Colpiscono i numeri diffusi pochi giorni fa dal “Centro nazionale per la memoria storica” (CNMH) della Colombia istituito dopo gli accordi di pace tra governo e guerriglia delle Farc per delineare con precisione le dimensioni e le responsabilità di mezzo secolo di violenza ed indennizzare le vittime che l’hanno subita. Il rapporto appena pubblicato sintetizza in 262 mila i morti degli ultimi sessant’anni, in media un delitto fatale ogni due ore, con 80.514 scomparsi, quasi quattro ogni giorno. Altre 37 mila 93 persone sono state vittime di rapimento e gli attori del conflitto – paramilitari, guerriglieri, agenti dello Stato – hanno commesso 15 mila 687 attacchi sessuali. Nello stesso periodo sono avvenuti 4.222 massacri con 24.518 vittime. Degli oltre 260.000 morti registrati durante il conflitto armato, il 43% è attribuito ai paramilitari di destra e il 16% ai guerriglieri.
Non si allontanano di molto le cifre della violenza in Messico. Da quando l’allora presidente Felipe Calderón decretò la guerra contro il traffico di droga nel dicembre 2006, fino allo scorso giugno, cioè in 11 anni e mezzo, il Sistema nazionale di sicurezza pubblica ha contabilizzato 257.555 omicidi, uno ogni 25 minuti in media. Il saldo delle vittime della presidenza Calderón ammonta a 121.613 morti e 24.956 dispersi ma Peña Nieto ha ottenuto ciò che sembrava impossibile: superare il suo predecessore del Partito di azione nazionale, PAN.

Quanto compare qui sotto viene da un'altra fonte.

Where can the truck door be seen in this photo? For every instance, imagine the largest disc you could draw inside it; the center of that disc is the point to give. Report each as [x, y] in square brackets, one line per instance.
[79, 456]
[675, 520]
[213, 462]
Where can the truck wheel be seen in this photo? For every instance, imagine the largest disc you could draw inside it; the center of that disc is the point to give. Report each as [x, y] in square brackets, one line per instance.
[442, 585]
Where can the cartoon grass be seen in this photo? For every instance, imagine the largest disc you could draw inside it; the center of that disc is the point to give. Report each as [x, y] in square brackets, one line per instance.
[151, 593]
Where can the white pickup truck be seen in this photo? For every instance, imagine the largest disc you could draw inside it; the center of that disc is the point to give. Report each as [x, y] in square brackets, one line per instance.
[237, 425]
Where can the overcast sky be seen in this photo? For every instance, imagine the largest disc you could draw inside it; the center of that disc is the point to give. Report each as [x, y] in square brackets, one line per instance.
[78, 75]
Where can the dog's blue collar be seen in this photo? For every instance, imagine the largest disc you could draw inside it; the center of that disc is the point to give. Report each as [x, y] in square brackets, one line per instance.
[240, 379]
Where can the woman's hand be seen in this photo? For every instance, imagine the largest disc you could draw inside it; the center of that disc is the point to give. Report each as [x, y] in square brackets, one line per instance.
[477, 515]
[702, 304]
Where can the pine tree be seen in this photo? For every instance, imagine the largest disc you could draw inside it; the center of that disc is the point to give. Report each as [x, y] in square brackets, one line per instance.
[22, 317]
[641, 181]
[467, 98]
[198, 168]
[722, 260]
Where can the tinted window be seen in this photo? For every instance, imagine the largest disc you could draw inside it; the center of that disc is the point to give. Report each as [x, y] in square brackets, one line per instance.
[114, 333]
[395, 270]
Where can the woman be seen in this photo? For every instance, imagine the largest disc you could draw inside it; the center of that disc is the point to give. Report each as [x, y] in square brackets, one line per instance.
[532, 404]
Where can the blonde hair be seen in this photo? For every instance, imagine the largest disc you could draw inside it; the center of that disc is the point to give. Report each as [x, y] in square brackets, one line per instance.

Il saldo di 519 mila 753 morti in Colombia e Messico, un numero che equivale alla popolazione di una grande città o ad uno scenario di guerra aperta tra due o più nazioni del pianeta, ha dell’incredibile se non fosse documentato. Le due situazioni sono accomunate da uno stesso attore che concentra la responsabilità principale della violenza: la produzione e il traffico di droga destinato ai mercati statunitensi ed europei. Le differenze tra i due paesi, ovviamente, sono diverse. Per cominciare, le cifre della Colombia corrispondono a un conflitto armato interno che vede in azione guerriglieri, paramilitari, esercito e alcuni soggetti non riconducibili a matrici delinquenziali o ideologiche che hanno approfittato della situazione. Le cifre del Messico sono il frutto di una guerra criminale organizzata e della risposta dello stato, non sempre trasparente. C’è da tener presente poi che il Messico ha una popolazione 2,6 volte superiore a quella della Colombia e che i dati sulle vittime in Colombia comprendono un periodo di 60 anni, tra il 1958 e il luglio 2018, mentre quelli del Messico hanno un arco temporale di 11 anni e mezzo, i sei anni di presidenza Calderón e quelli di Enrique Peña Nieto, che non ha potuto o voluto cambiare la strategia fallimentare del suo predecessore. Sotto il mandato di Calderón (2006-2012), gli omicidi sono aumentati del 102% rispetto al mandato del suo predecessore, Vicente Fox, e i cartelli della droga hanno stabilito un controllo territoriale senza precedenti, che ha aperto la strada all’emergere di gruppi di autodifesa negli stati di Michoacán e Guerrero. Vanno anche ricordati massacri come quello del 2011 a San Fernando, nello stato di Tamaulipas, dove sono state trovate tombe clandestine con circa 200 corpi di immigranti centroamericani, e la strage del Casino Royal de Monterrey, che ha provocato 53 morti in un solo episodio.
A differenza del Messico, dove la guerra contro i gruppi armati illegali non si può ancora dire che abbia toccato il fondo, in Colombia si registra un declino della violenza sensibile e prolungato. Le uccisioni selettive hanno raggiunto il loro punto critico nel 2002, quando sono state registrate 16.393 vittime, mentre l’anno scorso ce ne sono state meno di 100. E gli omicidi sono scesi nel 2017 ai minimi storici: 11 mila 718 casi, equivalenti a 24 ogni 100 mila abitanti, il tasso più basso degli ultimi 42 anni.
Fino a quando il governo entrante del Presidente Iván Duque adempia agli impegni sottoscritti dallo Stato colombiano e plachi il settore più radicale del suo partito, il Centro Democratico, che ha promesso di “smontare” gli accordi con le FARC, la violenza in Colombia continuerà in declino. In Messico, occorrerà vedere se la nuova strategia proposta dal presidente eletto, Andrés Manuel López Obrador, riuscirà a spezzare il ciclo di violenza iniziato con la guerra che Calderón ha dichiarato al traffico di droga.